My body craved it, and I couldn't tell it no.

"I'm sorry bebita, but you must do it. Those doctors can help you in ways that I can't." My mother came closer to me and brushed the back of her hand against my face.

"Aye mami," she started, "why didn't you listen to me? Why didn't you just do as I said?"

My mother warned me about drugs when I was young.

"You're becoming your father." She whispered.

"No!" I replied sharply swatting her hand away from my face.

"Don't you ever say that to me again! I don't want to be him!" I shouted falling to my knees and weeping because I knew my mother was right.

I was becoming my father.

Every snort of cocaine did nothing but push me closer and closer to my drug addict dad.

He overdosed before I was even born.

My mother told me all the stories about how he beat her and stole from her to buy more drugs.

I don't want to be that.

Yet, that is what I am allowing myself to become.

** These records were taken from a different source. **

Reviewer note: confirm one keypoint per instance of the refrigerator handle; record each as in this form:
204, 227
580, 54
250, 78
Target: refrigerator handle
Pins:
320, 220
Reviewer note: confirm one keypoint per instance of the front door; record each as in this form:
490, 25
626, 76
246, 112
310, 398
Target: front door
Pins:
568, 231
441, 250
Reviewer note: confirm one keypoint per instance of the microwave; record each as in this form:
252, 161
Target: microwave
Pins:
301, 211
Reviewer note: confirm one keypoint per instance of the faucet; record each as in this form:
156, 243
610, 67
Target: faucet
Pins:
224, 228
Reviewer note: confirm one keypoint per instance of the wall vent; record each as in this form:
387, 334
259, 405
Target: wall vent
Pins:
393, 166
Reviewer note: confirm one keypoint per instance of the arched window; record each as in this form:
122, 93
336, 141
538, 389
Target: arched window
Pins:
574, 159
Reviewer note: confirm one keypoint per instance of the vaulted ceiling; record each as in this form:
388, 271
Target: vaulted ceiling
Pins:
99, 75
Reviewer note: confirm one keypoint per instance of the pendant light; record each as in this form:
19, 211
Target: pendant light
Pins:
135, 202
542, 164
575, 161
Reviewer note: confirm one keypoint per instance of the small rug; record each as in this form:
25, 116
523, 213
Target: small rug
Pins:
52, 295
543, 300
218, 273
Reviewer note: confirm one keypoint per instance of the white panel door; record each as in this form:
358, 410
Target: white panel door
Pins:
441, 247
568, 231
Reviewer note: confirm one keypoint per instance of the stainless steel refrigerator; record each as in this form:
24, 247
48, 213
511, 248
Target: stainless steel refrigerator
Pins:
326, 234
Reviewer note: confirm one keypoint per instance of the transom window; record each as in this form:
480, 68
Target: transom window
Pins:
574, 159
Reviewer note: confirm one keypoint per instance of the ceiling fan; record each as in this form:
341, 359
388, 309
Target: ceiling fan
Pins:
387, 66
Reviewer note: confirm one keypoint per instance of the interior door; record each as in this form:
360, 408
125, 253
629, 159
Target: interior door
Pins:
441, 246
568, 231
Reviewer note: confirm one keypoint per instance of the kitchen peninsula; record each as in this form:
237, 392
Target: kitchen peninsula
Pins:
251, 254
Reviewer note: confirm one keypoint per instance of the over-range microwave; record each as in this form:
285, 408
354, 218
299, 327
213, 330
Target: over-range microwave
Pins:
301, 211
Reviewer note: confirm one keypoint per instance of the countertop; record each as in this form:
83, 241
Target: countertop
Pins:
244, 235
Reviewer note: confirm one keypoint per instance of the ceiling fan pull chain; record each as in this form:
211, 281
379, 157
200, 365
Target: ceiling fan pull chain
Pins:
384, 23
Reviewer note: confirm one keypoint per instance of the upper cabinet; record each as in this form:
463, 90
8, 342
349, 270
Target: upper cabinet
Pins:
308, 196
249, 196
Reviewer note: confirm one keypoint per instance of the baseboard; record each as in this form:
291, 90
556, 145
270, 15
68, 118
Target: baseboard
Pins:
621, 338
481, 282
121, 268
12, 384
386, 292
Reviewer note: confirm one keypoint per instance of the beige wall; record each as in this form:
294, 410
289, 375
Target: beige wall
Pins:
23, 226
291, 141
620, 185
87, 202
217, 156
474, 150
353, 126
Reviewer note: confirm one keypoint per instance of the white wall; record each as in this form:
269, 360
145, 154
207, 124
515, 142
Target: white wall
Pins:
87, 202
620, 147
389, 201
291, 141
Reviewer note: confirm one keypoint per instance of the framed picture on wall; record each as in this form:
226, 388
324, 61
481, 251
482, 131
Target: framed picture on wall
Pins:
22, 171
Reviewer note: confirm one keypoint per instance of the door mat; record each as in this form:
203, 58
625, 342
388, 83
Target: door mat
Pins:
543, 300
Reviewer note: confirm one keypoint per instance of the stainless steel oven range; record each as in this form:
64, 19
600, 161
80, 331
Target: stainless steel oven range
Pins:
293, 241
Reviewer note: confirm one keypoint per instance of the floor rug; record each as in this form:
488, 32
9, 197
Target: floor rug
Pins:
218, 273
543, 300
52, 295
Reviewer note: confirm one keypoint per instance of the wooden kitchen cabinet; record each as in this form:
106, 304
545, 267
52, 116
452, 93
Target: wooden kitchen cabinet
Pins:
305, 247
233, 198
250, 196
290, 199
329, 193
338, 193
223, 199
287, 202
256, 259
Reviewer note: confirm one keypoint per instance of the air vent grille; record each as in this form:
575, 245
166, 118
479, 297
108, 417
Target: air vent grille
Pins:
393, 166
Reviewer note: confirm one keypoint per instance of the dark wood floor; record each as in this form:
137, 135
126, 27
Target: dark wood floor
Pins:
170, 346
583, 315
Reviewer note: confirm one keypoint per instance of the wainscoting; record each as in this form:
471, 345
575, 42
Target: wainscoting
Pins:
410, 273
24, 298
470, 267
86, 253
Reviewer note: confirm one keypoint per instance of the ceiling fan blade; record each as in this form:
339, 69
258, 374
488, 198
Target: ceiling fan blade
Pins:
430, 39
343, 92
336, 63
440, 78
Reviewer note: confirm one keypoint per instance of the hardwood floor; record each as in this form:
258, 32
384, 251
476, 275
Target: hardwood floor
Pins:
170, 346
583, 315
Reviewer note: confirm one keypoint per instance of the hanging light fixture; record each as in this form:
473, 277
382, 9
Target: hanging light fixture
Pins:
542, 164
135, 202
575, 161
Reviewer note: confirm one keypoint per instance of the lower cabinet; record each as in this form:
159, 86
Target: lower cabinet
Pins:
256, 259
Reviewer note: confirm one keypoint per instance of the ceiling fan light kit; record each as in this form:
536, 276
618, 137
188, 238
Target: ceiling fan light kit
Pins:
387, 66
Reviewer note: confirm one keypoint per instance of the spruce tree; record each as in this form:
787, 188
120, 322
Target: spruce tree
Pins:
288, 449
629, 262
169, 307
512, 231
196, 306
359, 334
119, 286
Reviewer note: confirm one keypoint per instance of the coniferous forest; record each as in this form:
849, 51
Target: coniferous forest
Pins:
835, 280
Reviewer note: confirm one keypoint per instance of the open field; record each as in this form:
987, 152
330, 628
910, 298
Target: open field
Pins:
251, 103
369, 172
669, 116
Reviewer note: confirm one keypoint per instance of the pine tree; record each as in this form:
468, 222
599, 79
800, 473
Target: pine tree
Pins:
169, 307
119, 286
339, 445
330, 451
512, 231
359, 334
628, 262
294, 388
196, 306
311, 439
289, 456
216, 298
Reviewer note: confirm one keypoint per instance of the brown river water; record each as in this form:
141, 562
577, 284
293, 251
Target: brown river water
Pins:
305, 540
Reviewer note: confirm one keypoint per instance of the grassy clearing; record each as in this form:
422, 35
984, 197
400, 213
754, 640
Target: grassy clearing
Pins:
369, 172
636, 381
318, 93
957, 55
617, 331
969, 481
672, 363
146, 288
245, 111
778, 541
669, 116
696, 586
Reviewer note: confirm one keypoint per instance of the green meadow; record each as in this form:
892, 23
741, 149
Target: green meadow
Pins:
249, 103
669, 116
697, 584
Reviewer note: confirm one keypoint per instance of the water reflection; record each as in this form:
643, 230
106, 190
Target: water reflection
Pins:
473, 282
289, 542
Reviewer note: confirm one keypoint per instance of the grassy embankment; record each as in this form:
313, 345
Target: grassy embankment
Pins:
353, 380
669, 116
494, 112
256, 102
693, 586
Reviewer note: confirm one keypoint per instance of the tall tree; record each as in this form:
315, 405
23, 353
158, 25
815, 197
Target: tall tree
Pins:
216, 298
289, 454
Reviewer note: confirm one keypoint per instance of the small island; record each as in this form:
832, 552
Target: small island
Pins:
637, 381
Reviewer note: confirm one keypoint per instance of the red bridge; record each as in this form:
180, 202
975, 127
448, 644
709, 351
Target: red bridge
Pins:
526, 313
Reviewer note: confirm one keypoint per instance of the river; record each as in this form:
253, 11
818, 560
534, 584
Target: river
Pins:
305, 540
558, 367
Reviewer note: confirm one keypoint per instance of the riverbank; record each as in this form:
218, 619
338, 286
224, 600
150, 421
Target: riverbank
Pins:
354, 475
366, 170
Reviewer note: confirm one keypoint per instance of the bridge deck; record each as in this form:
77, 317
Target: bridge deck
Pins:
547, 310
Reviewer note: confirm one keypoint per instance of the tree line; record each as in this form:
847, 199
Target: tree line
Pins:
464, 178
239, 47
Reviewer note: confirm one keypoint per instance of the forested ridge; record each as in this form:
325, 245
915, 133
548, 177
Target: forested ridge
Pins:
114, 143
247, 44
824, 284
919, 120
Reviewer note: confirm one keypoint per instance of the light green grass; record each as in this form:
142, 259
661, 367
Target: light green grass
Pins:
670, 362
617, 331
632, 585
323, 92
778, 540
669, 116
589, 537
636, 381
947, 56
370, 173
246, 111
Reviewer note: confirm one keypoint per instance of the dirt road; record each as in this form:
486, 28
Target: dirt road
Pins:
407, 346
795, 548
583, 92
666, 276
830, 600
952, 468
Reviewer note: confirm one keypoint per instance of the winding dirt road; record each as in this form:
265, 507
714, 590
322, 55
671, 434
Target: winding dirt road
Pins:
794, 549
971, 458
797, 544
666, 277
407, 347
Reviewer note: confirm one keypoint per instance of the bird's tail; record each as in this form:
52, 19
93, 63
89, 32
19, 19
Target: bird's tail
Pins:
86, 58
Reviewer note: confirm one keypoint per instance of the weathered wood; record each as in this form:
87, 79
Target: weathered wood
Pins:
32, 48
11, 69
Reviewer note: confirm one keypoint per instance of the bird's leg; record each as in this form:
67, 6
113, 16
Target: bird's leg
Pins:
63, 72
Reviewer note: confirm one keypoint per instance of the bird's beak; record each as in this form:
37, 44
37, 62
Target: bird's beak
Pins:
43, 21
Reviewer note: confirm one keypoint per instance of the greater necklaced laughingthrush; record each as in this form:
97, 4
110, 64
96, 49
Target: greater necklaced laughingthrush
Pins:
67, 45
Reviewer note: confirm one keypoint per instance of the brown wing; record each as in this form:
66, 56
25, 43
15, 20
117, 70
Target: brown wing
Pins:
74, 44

Truth be told, a part of me doesn't want to stop. A part of me is not ready. The high is like nothing I could ever describe.

It's like entering a whole other world of bliss.

Temporary bliss.

But that bliss has a dark side. That bliss costs you your life. Your health. Your family.

It's costs you everything.

Yet you continue to let it rule your life because the pleasure far outweighs the love you feel from your family. The feeling of success.

It feels even better than sex.

And that's the dangerous part.

My mother bent down and held me as I cried in her arms.

"You're right madré," I choked out, "Rehab is the only way. I'm tired of living like this."